I
know you must be wondering why I am writing quite a number of my tales on
kwanjulas (traditional marriage celebrations) but it is to give you a well
rounded view of what actually happens away from the spotlight.
The behind the
scenes stories of the most annoying and hilarious conversations that people do
not often share after the fact.
So
on a normal sunny day after a great deal of hustle and bustle getting ready for
a kwanjula, we set off in high spirits and arrived about an hour and 15 minutes
later than expected; but to my surprise
we were not fined. After a long and drawn out dialogue between the omwogezi's (spokesmen),
we were ushered to our seats.
We
made a bee line for them only to attempt to get seated in an orderly manner but
it proved quite difficult and uncomfortable. The chairs had been staked so
close together we barely had room to get through the seats and sit down. Also
the fact that this situation was made only even more dire with tables fitted
within our sitting tent that was expected to sit about 100 people. The table
had taken up space for probably 15 – 20 people so we were all squashed like
sardines in a tightly wrapped package.
Sitting
arrangements aside I was unfortunate to sit behind a lady who decided to travel
with her infant to this event, all I can say is that the day was quite the experience.
Initially we arrived and waited to be asked to sit down by the spokesman from
the girl’s side but as soon as we were granted permission it all began. I was
the one in charge of handling the flower for identifying the bride as is now an
unwritten tradition in our family. The lady with a child handed him over and
began fussing about where the flower should be put and all.
Lady: ‘Muteke kimuli wansi,’ she said in
a bossy tone. (Put the flower down)
My
sister and I looked at her stunned at ho w she all of a sudden was giving us
instructions at this point but decided to be polite about it all. There was no
need to fuss.
Lady: ‘Kiteke wansi,’ she repeated a
couple of seconds later in a very insistent tone.
Now
at this point the 3 of us were still standing while the rest of our team was
seated because we were waiting for her to pull her chair forward and sit down
so that we could follow suit but she was fussing about something so trivial. So
the next time she turned around I tugged at my sister’s hand and urged her to
sit down as we set the heavy flower on the table next to us.
As
though on queue the lady turned around and began to eye us shifting and turning
from side to side and could not sit still in one position.
Lady: ‘Mukatadee awoo,’ (you have placed
it there) she said in a tone that made it seem to be a question but was
instructive as well.
Me: ‘Ehhh nyabo!’ (Yes madam)
Lady: ‘Naye bagenda kilaba, mukateke
wansi.’(But they are going to see it)
Me: ‘Nkatekewa, (where do I put it?) I
responded as I directed her gaze to the space that remained between my sister while
all this time I was asking myself what all this fuss was about.
Lady: ‘Kabera bulungi nga okitadde
wansi.’ (It is nice when you hide it down)
Me: ‘ Ehh, I responded politely but
did not lift a finger to move the flower anywhere else.
I silently thought to myself, why the fuss after
all they already saw the flower when I walked in past their tent as I headed to
my seat.

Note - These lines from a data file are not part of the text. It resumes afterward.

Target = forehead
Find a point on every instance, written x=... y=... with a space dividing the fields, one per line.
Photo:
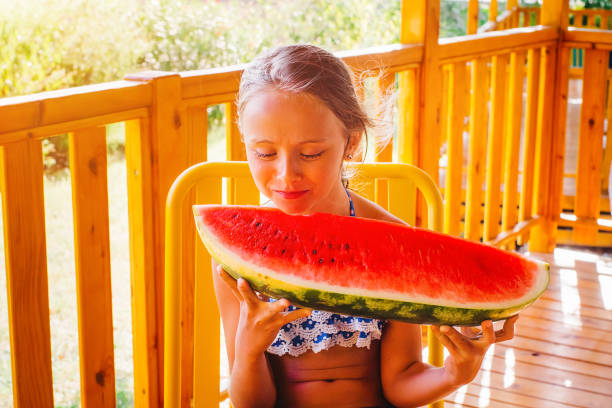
x=273 y=114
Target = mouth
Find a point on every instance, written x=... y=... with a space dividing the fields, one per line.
x=290 y=195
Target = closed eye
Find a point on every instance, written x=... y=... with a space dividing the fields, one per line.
x=264 y=155
x=312 y=156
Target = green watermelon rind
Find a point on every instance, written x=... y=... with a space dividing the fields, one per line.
x=370 y=307
x=358 y=305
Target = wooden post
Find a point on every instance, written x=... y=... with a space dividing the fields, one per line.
x=493 y=11
x=92 y=259
x=550 y=143
x=472 y=18
x=420 y=24
x=169 y=156
x=590 y=146
x=21 y=187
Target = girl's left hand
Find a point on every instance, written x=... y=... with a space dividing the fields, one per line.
x=467 y=352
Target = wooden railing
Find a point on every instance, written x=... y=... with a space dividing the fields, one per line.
x=444 y=89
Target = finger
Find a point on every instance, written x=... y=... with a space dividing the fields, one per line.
x=507 y=332
x=280 y=305
x=296 y=314
x=229 y=281
x=446 y=342
x=460 y=341
x=488 y=334
x=247 y=293
x=471 y=332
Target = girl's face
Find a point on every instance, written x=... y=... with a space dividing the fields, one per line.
x=295 y=147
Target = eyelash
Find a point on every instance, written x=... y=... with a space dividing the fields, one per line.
x=306 y=156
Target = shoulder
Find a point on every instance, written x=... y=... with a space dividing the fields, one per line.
x=365 y=208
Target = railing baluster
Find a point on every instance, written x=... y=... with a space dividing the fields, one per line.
x=477 y=149
x=92 y=253
x=457 y=89
x=494 y=147
x=194 y=129
x=513 y=139
x=141 y=206
x=206 y=358
x=531 y=123
x=384 y=145
x=588 y=183
x=21 y=185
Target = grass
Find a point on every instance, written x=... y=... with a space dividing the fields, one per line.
x=62 y=281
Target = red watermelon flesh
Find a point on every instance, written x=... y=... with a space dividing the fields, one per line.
x=329 y=261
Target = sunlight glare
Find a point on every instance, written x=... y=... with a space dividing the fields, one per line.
x=485 y=393
x=509 y=376
x=570 y=298
x=604 y=268
x=573 y=255
x=605 y=283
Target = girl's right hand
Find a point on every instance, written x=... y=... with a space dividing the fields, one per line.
x=259 y=321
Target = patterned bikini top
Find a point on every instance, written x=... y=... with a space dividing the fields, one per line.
x=323 y=330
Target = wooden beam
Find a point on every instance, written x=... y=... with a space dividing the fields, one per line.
x=468 y=47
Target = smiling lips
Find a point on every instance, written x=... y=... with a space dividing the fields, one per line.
x=290 y=195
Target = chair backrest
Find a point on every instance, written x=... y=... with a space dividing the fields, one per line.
x=392 y=185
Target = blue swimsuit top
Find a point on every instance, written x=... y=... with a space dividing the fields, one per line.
x=323 y=330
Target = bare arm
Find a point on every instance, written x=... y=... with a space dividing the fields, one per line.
x=250 y=325
x=408 y=381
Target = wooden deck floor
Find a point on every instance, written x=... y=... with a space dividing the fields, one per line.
x=562 y=354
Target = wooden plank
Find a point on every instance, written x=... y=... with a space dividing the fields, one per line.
x=468 y=47
x=561 y=334
x=21 y=187
x=477 y=149
x=384 y=142
x=207 y=328
x=567 y=318
x=556 y=362
x=509 y=366
x=194 y=131
x=141 y=208
x=408 y=116
x=494 y=147
x=455 y=124
x=486 y=394
x=92 y=260
x=513 y=140
x=522 y=388
x=529 y=142
x=588 y=175
x=472 y=17
x=71 y=104
x=607 y=161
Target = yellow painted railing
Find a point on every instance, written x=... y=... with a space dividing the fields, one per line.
x=501 y=176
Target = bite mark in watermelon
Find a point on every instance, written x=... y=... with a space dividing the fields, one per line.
x=369 y=268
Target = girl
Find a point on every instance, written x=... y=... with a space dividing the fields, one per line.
x=300 y=119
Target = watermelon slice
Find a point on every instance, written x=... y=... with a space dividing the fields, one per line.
x=369 y=268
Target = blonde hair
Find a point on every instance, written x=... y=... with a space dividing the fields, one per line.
x=312 y=70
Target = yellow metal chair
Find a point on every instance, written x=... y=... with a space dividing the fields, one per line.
x=392 y=185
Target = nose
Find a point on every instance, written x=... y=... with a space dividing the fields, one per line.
x=289 y=169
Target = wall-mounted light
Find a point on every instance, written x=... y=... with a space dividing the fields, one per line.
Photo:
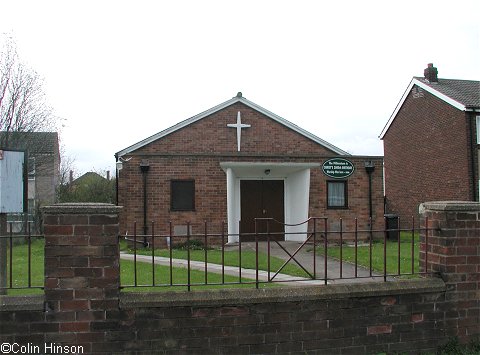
x=120 y=161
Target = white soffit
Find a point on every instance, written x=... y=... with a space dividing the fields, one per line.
x=427 y=88
x=223 y=105
x=257 y=169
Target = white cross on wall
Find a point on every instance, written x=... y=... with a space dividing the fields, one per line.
x=239 y=125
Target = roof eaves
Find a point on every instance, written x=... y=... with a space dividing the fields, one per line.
x=294 y=127
x=425 y=87
x=221 y=106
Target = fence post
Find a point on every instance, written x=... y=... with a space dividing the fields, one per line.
x=82 y=275
x=454 y=255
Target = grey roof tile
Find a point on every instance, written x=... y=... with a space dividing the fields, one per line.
x=467 y=92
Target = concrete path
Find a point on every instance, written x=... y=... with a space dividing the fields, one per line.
x=304 y=256
x=283 y=250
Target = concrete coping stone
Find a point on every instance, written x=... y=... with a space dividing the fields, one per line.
x=22 y=303
x=460 y=206
x=82 y=208
x=278 y=294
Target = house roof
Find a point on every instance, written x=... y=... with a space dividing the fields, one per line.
x=238 y=98
x=461 y=94
x=35 y=142
x=90 y=175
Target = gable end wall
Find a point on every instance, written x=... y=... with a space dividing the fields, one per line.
x=427 y=155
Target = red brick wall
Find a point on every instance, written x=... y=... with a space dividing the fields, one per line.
x=426 y=155
x=452 y=250
x=195 y=152
x=84 y=308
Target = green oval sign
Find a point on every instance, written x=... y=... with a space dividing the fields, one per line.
x=338 y=168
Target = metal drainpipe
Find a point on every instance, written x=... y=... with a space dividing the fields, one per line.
x=370 y=168
x=472 y=155
x=116 y=179
x=144 y=167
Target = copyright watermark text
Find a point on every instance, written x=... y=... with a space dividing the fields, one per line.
x=47 y=348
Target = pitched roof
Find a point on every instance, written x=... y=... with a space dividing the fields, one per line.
x=466 y=92
x=35 y=142
x=461 y=94
x=235 y=99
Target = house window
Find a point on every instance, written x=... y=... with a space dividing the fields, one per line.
x=182 y=195
x=337 y=194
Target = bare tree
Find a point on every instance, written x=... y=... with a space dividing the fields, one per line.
x=23 y=105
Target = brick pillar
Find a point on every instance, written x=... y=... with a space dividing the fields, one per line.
x=454 y=254
x=82 y=275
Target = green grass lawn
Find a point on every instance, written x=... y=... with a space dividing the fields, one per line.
x=20 y=279
x=392 y=260
x=179 y=278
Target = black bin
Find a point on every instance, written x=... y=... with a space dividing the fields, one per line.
x=391 y=226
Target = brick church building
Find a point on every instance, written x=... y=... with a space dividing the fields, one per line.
x=238 y=161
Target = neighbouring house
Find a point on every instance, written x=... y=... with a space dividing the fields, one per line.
x=238 y=161
x=90 y=187
x=43 y=156
x=431 y=144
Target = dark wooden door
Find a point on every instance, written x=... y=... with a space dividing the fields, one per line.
x=262 y=199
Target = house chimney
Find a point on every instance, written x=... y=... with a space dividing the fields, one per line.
x=431 y=73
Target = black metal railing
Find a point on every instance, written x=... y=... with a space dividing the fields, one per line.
x=323 y=252
x=21 y=260
x=324 y=255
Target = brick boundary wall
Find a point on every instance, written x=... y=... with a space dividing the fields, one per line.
x=82 y=308
x=454 y=253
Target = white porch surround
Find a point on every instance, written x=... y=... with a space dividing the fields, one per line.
x=297 y=189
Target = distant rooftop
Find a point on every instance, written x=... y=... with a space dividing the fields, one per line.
x=467 y=92
x=36 y=142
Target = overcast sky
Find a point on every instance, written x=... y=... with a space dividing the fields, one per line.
x=120 y=71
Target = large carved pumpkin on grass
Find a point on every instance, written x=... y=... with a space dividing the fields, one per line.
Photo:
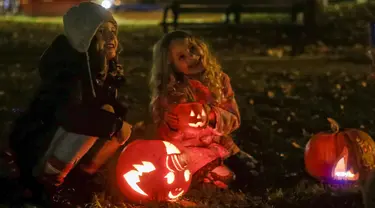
x=152 y=170
x=343 y=156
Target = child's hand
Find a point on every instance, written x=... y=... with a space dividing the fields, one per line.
x=124 y=134
x=172 y=120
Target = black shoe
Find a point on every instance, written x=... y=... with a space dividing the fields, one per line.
x=245 y=167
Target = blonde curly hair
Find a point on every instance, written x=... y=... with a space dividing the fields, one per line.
x=163 y=76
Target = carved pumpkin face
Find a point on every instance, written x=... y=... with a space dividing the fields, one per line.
x=343 y=157
x=149 y=170
x=192 y=115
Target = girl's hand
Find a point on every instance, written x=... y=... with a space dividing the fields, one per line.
x=172 y=120
x=124 y=134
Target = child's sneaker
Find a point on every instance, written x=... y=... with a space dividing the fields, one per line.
x=244 y=167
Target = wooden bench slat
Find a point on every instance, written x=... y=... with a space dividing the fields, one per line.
x=234 y=26
x=203 y=9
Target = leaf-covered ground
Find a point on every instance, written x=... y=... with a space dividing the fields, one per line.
x=282 y=102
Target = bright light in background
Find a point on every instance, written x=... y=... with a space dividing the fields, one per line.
x=106 y=4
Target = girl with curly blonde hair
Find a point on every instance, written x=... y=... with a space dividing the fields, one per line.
x=192 y=102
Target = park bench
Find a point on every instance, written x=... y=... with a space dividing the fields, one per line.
x=235 y=8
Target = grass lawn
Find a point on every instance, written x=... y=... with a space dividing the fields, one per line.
x=282 y=104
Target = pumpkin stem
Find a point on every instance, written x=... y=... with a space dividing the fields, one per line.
x=335 y=127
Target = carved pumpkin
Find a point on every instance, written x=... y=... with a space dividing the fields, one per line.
x=192 y=115
x=152 y=170
x=341 y=157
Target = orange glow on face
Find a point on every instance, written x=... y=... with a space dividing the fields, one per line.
x=341 y=172
x=132 y=177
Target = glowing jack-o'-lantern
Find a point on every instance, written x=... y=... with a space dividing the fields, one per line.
x=195 y=115
x=152 y=170
x=344 y=156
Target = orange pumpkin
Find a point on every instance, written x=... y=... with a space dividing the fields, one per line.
x=343 y=155
x=152 y=170
x=192 y=116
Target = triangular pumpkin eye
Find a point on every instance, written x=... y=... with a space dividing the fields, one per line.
x=203 y=113
x=192 y=114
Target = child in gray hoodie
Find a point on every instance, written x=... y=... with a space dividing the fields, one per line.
x=77 y=102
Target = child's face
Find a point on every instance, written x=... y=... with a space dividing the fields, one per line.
x=107 y=39
x=186 y=56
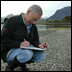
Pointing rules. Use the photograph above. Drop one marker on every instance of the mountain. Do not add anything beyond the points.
(60, 14)
(42, 19)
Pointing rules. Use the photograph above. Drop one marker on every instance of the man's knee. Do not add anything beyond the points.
(26, 55)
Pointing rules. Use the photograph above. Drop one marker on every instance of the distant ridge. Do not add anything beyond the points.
(60, 14)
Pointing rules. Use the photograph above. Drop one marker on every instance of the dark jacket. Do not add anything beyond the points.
(14, 32)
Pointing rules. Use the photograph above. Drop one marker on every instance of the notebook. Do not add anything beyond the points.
(33, 48)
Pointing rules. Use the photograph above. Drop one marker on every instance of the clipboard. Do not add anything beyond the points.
(33, 48)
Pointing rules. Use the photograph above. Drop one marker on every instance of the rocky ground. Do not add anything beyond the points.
(58, 56)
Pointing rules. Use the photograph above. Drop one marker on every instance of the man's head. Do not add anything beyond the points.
(5, 19)
(33, 14)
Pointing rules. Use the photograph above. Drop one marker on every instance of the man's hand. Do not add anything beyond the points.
(25, 44)
(43, 45)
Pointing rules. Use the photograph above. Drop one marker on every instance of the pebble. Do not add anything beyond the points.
(58, 57)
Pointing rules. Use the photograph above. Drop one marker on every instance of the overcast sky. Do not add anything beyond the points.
(17, 7)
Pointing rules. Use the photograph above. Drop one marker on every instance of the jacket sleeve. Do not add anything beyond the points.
(6, 35)
(36, 41)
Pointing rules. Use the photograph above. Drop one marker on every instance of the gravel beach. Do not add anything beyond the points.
(58, 57)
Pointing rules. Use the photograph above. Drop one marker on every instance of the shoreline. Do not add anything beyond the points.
(58, 57)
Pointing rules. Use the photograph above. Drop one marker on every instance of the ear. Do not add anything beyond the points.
(28, 11)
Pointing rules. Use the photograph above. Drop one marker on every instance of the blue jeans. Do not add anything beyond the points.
(24, 55)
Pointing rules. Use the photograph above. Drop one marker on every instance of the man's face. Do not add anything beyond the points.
(32, 18)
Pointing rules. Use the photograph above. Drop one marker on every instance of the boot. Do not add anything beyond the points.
(13, 64)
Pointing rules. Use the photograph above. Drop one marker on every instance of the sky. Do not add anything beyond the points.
(17, 7)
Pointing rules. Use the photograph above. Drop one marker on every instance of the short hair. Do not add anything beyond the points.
(35, 8)
(5, 19)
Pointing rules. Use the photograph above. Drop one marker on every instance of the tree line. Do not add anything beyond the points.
(66, 19)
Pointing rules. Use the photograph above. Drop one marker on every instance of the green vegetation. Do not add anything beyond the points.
(66, 19)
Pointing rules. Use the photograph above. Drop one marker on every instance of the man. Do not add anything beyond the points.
(5, 19)
(14, 31)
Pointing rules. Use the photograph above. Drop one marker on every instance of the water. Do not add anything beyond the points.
(40, 27)
(45, 27)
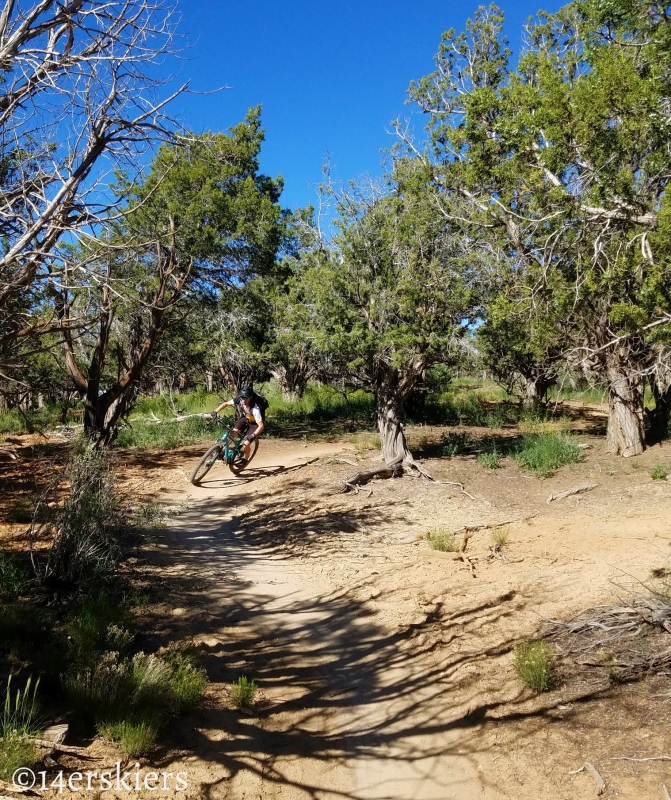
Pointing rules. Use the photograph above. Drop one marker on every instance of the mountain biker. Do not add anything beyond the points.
(250, 423)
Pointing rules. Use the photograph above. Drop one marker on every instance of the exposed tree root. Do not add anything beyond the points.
(610, 633)
(392, 470)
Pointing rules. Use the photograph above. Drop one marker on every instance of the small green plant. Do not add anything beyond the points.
(243, 691)
(136, 736)
(14, 578)
(658, 472)
(17, 727)
(491, 460)
(187, 682)
(500, 536)
(96, 626)
(442, 539)
(454, 444)
(534, 661)
(544, 452)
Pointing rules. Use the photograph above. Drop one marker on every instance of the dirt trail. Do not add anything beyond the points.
(343, 713)
(385, 668)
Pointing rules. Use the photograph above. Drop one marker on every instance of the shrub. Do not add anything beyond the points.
(17, 725)
(97, 626)
(187, 682)
(100, 690)
(658, 472)
(454, 444)
(151, 681)
(136, 736)
(442, 539)
(243, 691)
(491, 460)
(14, 577)
(544, 452)
(85, 548)
(534, 664)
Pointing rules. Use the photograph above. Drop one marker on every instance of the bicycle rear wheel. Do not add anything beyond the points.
(206, 463)
(236, 467)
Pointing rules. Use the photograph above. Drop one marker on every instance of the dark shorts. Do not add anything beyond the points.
(244, 426)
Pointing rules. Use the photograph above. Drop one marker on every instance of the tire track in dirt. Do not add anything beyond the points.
(345, 710)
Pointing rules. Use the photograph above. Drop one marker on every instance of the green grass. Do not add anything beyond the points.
(135, 736)
(491, 460)
(658, 472)
(442, 539)
(243, 691)
(500, 536)
(14, 577)
(454, 443)
(18, 723)
(545, 452)
(187, 682)
(534, 663)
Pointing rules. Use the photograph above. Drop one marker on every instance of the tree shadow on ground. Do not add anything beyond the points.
(340, 684)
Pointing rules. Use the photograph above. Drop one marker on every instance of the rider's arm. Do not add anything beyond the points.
(223, 405)
(259, 422)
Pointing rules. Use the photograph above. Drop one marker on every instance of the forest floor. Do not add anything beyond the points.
(386, 668)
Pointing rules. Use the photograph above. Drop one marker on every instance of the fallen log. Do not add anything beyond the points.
(394, 469)
(578, 489)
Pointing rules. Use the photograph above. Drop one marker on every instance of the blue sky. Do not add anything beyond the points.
(330, 76)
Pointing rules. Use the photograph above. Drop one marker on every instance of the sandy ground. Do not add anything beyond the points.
(386, 668)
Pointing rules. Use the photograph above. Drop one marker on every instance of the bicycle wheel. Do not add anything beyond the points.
(206, 463)
(236, 467)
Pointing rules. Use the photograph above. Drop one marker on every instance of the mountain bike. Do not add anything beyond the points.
(229, 449)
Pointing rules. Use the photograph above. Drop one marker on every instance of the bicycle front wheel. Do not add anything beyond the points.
(206, 463)
(236, 466)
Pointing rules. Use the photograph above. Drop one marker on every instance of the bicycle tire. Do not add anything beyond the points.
(236, 468)
(206, 463)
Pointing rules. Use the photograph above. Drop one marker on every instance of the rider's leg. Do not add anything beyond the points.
(247, 447)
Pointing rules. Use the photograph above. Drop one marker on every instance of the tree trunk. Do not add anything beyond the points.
(626, 434)
(535, 387)
(389, 398)
(658, 417)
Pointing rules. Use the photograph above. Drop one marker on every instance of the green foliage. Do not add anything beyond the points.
(454, 443)
(14, 577)
(490, 460)
(17, 723)
(136, 736)
(96, 626)
(243, 691)
(534, 663)
(187, 682)
(86, 546)
(500, 536)
(442, 539)
(658, 472)
(545, 452)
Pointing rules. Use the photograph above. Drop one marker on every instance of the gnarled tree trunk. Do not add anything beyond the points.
(390, 393)
(626, 434)
(658, 417)
(535, 387)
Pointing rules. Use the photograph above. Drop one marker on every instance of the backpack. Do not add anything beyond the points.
(262, 403)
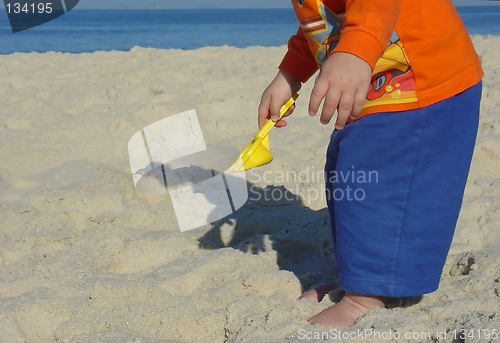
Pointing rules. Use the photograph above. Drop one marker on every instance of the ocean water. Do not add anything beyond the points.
(91, 30)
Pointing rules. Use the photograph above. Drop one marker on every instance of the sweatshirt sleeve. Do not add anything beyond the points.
(299, 62)
(368, 26)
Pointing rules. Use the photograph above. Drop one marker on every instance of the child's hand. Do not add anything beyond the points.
(275, 95)
(343, 82)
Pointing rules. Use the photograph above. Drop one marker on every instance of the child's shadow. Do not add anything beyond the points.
(274, 222)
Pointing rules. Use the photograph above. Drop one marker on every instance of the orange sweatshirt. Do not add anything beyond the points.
(419, 50)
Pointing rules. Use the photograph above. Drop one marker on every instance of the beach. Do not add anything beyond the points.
(85, 257)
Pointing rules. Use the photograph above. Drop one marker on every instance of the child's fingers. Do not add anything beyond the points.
(330, 106)
(359, 102)
(283, 123)
(263, 111)
(275, 107)
(344, 110)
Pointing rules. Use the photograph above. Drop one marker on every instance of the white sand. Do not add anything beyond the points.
(84, 258)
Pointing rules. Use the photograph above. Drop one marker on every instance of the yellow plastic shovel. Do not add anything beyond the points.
(257, 152)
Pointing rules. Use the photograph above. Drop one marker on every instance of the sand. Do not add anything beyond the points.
(86, 258)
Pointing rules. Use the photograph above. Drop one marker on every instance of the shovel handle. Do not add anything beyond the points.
(270, 123)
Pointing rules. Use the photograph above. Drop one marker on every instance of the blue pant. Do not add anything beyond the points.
(394, 186)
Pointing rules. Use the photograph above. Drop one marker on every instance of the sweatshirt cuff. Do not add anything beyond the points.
(298, 66)
(360, 44)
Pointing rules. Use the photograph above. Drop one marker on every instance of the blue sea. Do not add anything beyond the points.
(92, 30)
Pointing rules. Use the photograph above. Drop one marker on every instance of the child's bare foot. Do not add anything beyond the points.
(317, 294)
(346, 312)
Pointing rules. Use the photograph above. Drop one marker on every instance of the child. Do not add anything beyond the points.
(405, 81)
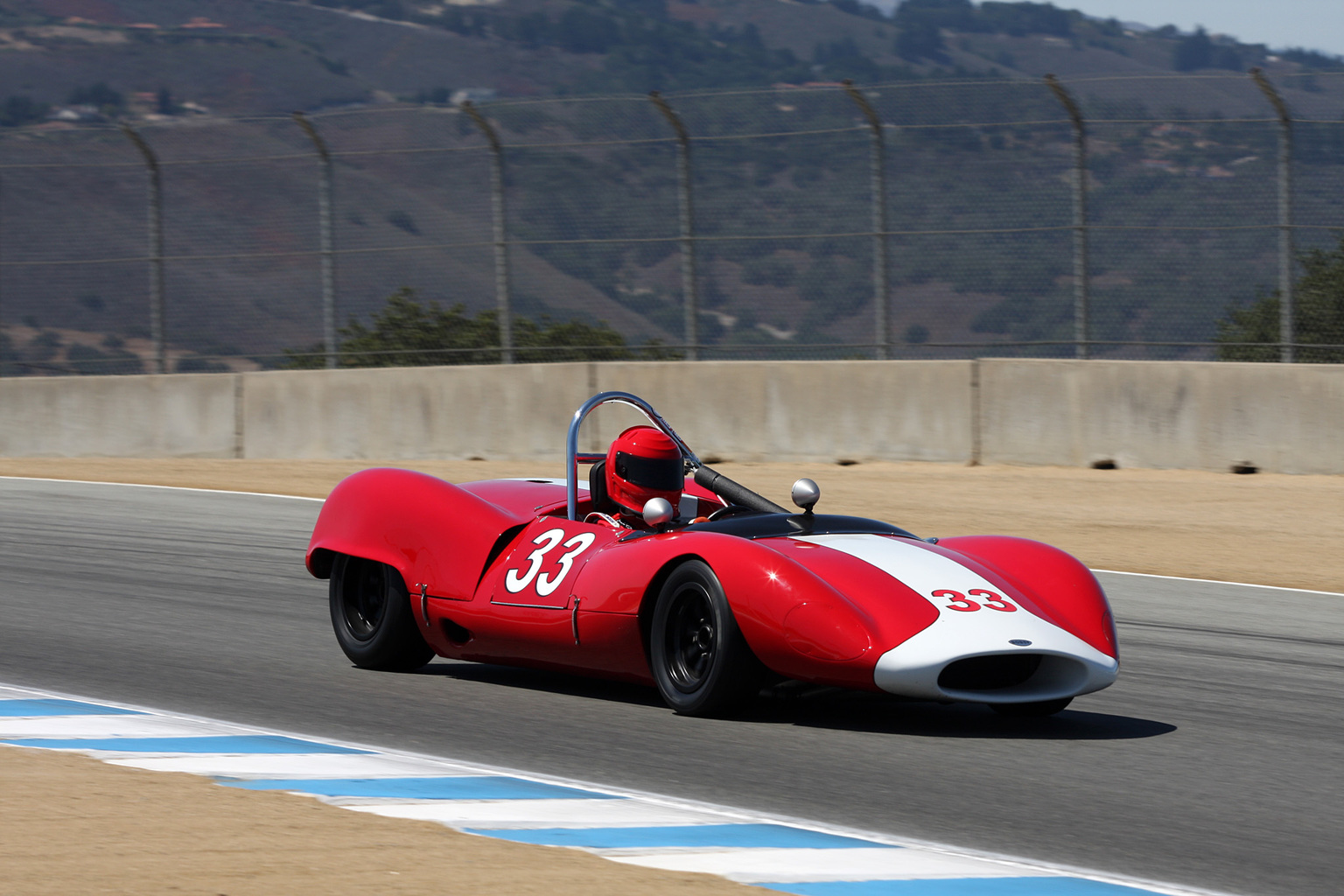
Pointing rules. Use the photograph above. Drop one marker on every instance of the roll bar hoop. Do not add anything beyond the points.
(571, 444)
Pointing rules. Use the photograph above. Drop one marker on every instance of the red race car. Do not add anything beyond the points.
(666, 572)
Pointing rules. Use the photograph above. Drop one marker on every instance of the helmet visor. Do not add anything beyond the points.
(657, 473)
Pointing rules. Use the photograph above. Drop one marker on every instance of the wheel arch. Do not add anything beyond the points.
(654, 589)
(428, 529)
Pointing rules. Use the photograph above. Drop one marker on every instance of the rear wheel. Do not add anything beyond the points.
(371, 614)
(1031, 710)
(699, 659)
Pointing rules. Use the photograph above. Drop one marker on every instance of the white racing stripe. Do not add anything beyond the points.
(1071, 665)
(805, 865)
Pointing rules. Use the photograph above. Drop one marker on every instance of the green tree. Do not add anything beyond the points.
(408, 333)
(1195, 52)
(1319, 298)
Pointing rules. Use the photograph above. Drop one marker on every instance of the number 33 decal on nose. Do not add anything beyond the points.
(518, 579)
(965, 605)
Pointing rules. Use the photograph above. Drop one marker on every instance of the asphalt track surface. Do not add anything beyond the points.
(1215, 762)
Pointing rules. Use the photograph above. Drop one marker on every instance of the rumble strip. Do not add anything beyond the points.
(640, 830)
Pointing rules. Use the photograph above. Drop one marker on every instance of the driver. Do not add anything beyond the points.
(642, 464)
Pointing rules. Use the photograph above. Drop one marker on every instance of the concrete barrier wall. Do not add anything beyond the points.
(1283, 418)
(914, 410)
(804, 410)
(180, 416)
(1155, 414)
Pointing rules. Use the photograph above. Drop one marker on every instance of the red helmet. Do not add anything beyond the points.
(642, 464)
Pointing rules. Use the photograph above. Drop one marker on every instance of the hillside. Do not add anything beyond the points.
(782, 260)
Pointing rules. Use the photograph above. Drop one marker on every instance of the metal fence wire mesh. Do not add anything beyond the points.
(915, 220)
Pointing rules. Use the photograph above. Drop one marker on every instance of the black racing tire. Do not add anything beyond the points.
(699, 659)
(1031, 710)
(373, 617)
(724, 512)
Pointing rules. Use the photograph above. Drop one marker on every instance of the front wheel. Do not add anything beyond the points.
(371, 614)
(1031, 710)
(699, 659)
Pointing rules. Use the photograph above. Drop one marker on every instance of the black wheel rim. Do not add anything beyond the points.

My sister only shook her head and smiled as she watched the staring
match that ensued between the lady and I.
Moments
later it was something else; in the midst of all the activity she began to move
her chair further and further behind until a point where she almost maimed my
leg with that of her chair about 5 times. The 5th time I shot out my
hand and shoved her chair forward instinctively and continued to pay attention
to what the Omwogezi (spokesman) was saying. Kindly understand, I was not picking
a fight but neither was I going to entertain this silliness and trivialities any
longer.
About
an hour and a half later we were taken to serve food and my sister and I
decided to go among the last because we did not want to stand in line for a
long time. Now she on the other hand went in the first batch and so returned to
her seat when we were heading to the serving area. When we got back her chair
was back to back with mine and my sister could not get to her seat that was on
the other side of mine.
She
looked stunned as we stood over the lady who was demolishing her luwombo and
chattering on with her company for about 2minutes. When I realised she had not noticed
our presence, I asked my sister to excuse me and step aside and I dealt with
the issue.
Me:
‘Nyabo, katuyite ko.’ (Madam, could you let us pass.)
The
lady finished her piece of chicken before she got up and excused us and I made
sure that before she sat down I intentionally moved her chair forward so that I
could actually sit down. The moral of this story is when you are in Rome do as
the Romans do but when you are at war pull out your gun and get ready to shoot.